The reasons are clear enough. First, German trade unions have had declining memberships for almost a quarter of a century, which was accompanied by an apparent loss of relevance and power. Second, German trade unions, under pressure from globalization, have spent the past decade fighting to preserve jobs, rather than for wage increases.
The modesty of German wage settlements since 2000 would perhaps have been even better suited to various other eurozone economies, whose rapid wage-level increases led them to lose competitiveness. As it was, over the course of a decade, Germany's economy went from being "the sick man of Europe" to the continent's undisputed economic locomotive, with booming exports and relatively low unemployment.
That was good, that was the right thing to do, at least from a German point-of-view. It lowered unit labor costs, as economists say, and that has made Germany more competitive than its neighbors.

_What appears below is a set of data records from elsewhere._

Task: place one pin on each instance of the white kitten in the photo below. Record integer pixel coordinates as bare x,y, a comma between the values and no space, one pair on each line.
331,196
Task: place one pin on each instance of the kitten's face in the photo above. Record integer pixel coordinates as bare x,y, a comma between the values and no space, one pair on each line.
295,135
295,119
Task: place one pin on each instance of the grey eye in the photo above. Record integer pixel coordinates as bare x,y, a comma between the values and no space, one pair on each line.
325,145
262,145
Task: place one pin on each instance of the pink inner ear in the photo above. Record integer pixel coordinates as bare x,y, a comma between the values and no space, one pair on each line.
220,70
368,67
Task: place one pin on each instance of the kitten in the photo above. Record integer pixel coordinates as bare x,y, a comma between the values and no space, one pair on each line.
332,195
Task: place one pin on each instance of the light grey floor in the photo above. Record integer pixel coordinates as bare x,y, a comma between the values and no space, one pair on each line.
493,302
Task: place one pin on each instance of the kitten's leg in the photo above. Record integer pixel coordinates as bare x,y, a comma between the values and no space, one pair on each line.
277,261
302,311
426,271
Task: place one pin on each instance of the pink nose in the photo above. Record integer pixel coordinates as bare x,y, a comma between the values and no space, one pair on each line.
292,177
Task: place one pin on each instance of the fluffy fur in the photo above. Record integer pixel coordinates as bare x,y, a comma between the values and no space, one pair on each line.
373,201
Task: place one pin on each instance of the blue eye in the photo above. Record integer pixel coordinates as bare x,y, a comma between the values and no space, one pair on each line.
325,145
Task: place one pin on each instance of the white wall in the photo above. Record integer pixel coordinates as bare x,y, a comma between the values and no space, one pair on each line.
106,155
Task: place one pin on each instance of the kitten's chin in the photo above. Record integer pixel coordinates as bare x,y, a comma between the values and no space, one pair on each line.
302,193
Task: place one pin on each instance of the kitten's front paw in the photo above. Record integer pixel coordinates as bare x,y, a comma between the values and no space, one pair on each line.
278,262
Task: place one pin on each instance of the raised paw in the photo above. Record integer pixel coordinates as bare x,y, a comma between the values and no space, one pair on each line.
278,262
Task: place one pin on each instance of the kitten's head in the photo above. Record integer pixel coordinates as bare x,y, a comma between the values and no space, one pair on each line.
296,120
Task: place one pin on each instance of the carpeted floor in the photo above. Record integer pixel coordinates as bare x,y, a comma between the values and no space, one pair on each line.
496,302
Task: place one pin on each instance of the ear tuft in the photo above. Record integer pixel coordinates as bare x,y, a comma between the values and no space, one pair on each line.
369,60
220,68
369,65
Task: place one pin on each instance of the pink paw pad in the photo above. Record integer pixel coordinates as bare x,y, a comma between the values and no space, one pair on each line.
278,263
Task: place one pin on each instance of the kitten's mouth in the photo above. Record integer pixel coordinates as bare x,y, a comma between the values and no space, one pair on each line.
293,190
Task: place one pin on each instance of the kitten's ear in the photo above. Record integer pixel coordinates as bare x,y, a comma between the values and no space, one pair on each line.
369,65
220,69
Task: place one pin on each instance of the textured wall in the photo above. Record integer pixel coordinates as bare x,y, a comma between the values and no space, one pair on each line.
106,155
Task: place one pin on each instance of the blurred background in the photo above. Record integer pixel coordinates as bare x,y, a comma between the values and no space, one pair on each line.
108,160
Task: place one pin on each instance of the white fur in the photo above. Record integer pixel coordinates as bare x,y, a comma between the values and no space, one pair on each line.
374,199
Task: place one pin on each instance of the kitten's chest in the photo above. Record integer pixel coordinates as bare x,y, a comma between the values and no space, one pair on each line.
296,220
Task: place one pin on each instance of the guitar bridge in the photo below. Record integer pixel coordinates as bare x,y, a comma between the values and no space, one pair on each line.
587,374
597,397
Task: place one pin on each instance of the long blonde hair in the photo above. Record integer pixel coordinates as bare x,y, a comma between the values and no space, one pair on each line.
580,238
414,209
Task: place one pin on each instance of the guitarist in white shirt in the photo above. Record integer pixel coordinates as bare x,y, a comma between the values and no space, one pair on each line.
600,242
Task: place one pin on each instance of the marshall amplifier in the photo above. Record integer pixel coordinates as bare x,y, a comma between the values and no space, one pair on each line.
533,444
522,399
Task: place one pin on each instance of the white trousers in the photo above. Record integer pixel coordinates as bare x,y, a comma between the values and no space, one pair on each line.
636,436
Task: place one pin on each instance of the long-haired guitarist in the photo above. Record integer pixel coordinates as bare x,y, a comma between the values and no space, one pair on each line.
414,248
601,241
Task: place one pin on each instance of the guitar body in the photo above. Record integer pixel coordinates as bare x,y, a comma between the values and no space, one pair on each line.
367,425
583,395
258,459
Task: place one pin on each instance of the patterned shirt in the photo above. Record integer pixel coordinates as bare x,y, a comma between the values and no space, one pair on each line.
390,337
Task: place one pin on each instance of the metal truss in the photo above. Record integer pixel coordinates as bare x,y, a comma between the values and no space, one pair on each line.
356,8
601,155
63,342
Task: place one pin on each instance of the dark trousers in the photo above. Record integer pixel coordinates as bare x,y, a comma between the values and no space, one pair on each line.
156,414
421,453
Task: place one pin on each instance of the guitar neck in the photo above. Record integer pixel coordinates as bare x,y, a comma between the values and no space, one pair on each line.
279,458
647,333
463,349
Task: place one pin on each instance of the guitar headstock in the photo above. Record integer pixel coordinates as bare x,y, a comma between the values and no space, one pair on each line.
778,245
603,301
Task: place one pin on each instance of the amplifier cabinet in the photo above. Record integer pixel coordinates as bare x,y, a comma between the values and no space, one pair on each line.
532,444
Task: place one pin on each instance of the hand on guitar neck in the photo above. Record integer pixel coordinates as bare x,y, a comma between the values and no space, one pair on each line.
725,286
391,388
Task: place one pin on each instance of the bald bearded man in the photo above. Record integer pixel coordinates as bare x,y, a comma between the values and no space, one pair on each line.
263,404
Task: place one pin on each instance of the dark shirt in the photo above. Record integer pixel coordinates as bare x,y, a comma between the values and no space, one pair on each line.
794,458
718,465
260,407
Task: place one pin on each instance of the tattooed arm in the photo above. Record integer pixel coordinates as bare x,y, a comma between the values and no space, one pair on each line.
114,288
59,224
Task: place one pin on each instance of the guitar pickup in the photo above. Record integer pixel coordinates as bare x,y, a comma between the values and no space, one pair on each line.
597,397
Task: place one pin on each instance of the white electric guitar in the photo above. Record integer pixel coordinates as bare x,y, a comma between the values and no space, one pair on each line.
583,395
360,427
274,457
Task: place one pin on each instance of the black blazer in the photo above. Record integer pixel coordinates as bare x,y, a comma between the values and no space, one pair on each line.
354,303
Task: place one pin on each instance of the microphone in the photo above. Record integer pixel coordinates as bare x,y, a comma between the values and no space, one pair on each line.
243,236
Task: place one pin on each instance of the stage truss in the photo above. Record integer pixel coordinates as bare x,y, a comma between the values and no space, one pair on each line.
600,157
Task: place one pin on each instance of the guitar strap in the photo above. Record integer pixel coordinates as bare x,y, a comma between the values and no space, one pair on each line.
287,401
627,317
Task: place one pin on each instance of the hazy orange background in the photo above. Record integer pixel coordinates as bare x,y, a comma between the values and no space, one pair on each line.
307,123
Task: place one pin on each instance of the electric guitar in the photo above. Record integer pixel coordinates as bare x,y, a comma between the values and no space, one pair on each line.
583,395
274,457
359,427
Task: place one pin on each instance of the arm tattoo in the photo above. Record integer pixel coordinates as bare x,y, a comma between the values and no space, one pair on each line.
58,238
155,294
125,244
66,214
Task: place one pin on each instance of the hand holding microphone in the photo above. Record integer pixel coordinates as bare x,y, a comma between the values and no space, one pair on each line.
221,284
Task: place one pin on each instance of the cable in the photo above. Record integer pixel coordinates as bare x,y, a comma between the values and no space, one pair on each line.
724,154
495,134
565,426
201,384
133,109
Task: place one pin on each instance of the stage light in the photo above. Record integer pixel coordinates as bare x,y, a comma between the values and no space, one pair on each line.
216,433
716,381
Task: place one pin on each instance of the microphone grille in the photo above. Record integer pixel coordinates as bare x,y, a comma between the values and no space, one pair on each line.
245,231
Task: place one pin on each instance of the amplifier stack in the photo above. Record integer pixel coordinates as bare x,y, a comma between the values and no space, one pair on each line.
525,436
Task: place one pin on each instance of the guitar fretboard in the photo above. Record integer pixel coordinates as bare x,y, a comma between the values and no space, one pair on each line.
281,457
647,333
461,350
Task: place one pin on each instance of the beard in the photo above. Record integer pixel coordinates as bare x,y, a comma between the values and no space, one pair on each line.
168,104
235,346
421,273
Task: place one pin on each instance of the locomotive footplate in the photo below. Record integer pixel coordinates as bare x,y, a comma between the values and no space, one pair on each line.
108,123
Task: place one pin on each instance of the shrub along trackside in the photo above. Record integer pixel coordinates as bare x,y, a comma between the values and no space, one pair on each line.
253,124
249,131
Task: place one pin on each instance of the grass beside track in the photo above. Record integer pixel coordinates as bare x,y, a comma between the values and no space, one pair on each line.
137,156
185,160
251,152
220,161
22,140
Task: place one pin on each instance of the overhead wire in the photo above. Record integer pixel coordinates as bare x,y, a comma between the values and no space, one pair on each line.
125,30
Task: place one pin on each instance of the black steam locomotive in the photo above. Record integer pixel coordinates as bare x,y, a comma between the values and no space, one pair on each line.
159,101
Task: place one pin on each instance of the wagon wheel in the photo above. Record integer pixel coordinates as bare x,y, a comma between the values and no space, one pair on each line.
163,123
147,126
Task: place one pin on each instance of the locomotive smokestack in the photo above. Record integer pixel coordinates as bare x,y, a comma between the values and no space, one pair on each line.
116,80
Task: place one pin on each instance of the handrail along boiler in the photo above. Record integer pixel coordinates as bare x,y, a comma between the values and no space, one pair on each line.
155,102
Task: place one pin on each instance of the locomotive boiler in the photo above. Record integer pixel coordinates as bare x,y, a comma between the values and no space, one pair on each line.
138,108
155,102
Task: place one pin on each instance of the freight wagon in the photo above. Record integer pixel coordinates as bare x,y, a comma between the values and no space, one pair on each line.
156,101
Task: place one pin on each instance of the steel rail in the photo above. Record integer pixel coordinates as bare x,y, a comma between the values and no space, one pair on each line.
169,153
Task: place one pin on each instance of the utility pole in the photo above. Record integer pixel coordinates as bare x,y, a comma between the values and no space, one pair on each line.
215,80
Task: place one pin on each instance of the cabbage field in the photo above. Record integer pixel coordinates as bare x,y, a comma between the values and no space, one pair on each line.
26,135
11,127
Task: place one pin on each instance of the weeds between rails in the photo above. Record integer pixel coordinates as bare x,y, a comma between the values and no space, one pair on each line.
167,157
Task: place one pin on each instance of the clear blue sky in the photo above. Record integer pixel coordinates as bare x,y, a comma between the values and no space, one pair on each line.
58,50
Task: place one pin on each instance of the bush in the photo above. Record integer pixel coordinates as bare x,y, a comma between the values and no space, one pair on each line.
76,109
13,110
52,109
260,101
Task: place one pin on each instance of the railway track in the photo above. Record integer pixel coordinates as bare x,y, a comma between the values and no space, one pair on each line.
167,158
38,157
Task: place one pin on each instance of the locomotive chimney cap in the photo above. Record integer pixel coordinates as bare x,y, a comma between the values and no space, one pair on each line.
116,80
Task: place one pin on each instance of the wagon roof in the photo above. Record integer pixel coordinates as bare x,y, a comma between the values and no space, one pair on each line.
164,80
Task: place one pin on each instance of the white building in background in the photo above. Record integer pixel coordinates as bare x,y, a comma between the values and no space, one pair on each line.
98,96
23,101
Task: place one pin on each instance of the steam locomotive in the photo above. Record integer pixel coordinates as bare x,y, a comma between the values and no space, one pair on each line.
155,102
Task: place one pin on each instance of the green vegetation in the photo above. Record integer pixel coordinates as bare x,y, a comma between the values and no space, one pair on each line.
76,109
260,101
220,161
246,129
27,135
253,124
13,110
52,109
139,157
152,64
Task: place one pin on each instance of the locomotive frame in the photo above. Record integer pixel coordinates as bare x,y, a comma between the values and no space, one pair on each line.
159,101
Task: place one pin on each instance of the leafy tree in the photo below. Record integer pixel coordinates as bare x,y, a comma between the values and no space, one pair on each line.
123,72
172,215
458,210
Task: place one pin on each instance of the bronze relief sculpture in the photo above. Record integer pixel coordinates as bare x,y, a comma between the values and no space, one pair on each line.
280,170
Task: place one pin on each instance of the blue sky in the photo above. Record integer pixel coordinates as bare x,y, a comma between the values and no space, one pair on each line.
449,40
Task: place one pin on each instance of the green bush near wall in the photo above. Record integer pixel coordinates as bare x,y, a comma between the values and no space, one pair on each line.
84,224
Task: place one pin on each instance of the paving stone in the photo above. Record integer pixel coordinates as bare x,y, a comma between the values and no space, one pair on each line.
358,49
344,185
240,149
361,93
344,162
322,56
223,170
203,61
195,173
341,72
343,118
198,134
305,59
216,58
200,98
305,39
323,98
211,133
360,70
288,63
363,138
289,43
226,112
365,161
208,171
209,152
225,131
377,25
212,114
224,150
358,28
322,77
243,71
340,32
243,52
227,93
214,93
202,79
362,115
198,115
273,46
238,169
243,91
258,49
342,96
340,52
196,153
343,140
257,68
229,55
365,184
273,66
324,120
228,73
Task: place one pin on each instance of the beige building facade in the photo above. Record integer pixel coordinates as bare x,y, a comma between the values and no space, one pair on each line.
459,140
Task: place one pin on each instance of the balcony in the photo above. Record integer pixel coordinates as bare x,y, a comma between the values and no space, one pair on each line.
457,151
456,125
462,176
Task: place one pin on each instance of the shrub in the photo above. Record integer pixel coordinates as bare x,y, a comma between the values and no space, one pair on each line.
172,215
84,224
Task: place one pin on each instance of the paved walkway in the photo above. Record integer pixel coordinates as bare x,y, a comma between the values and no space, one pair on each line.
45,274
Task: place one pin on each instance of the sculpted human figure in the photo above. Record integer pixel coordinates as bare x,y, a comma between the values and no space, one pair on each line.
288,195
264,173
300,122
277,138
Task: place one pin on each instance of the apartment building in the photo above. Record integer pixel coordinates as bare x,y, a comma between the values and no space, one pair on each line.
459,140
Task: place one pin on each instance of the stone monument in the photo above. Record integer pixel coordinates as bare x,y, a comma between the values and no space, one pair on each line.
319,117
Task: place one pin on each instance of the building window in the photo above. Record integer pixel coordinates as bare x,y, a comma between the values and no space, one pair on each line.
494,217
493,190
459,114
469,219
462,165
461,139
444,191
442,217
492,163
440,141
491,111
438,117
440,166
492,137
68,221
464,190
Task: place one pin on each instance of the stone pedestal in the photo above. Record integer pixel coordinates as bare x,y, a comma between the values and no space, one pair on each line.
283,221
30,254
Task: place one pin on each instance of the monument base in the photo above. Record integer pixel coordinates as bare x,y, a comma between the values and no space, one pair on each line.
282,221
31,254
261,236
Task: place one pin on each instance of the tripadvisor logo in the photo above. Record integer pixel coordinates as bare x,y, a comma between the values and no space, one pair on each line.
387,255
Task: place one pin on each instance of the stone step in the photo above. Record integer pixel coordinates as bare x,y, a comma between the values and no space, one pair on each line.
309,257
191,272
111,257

However, it's not the unions who are "Shaping the Future of Work." Instead, the future of work in developed industrial nations such as Germany and Japan is being shaped by the demographic trends of an aging society.
The future of work is also being shaped by engineers and IT specialists who are working on the production systems of the future, under the headline "Industry 4.0."
Still needed
Studies from Oxford University researchers predict that in 20 years, every second job will be affected by the automation and digitization. It won't just be classic production-line jobs that are affected, but also professional white-collar occupations.
This prospect triggers fears: Are we running out of work? Is my job safe?
My guess is that the trade unions will play a rather conservative role in coming years. They'll try to preserve old roles, rights, and arrangements - but they won't shape the future of work. At best, they'll co-shape it to some extent.
But that doesn't mean their role won't be important. Wherever technical progress disrupts the classic world of work, wherever an end to the normal rhythms of working life is predicted, wherever freelancers replace full-time staff and a permanent state of occupational nomadism looks like the emerging norm - wherever these things seem to be taking shape on the economic and technological horizon, it can never hurt for strong unions to have a say in what happens. Now, and in future, it's the union that makes us strong.